The distant third duty of police officers (if it can be considered a duty at all) is to protect the public. Just look at the deadly Florida shootout last December, in which officers crouched for cover behind cars with bystanders inside.
With that set of priorities, the health and safety of suspected criminals is not even worth considering. If you're suspected of a crime—and especially if you're a black or brown man—you are treated like a wild animal that needs to be controlled and restrained, while innocent civilians are considered either with benign indifference, or as obstacles in the way of "justice." While not all police officers share this frame of mind, it's how many police departments in the US train their officers to think. So whether or not Chauvin is a racist, the effect is the same: He treated Floyd as less than human, and Floyd died as a result.

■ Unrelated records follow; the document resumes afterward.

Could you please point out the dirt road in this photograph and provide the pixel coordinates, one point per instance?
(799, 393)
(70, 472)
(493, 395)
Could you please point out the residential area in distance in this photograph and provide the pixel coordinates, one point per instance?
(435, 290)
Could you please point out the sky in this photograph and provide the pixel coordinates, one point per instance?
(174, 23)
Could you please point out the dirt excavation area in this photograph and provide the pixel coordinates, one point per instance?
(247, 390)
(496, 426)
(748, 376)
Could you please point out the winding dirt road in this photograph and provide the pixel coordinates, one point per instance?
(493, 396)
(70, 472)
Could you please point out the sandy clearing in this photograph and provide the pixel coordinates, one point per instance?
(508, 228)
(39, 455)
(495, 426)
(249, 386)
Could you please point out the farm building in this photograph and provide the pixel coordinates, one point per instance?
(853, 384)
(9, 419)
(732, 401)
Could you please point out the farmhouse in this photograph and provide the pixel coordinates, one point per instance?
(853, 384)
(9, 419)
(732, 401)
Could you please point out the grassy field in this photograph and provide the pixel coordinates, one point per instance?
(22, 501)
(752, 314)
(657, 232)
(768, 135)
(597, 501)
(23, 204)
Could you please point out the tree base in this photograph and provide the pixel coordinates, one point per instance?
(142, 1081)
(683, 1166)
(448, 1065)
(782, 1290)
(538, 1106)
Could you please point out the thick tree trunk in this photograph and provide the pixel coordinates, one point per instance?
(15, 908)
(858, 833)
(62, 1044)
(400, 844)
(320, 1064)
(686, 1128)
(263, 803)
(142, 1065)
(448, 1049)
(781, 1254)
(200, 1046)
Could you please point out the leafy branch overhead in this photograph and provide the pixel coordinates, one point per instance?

While racism is a big problem both in police forces—where there's been a deliberate effort by white supremacists to infiltrate in order to abuse police powers—and in the juries that continue to acquit cops for the murder of black men, if we continue to treat these killings as the fault of individual bigots who must be investigated and outed, then we miss the larger institutional problems and play into the divisive games of trolls like Jonathan Riches.
Derek Chauvin did a horrible, inhuman thing and should be charged with murder—whether we can find a pattern of that kind of behavior or not. But until we change the way police in our country think of the citizens they're meant to serve, these incidents will keep happening.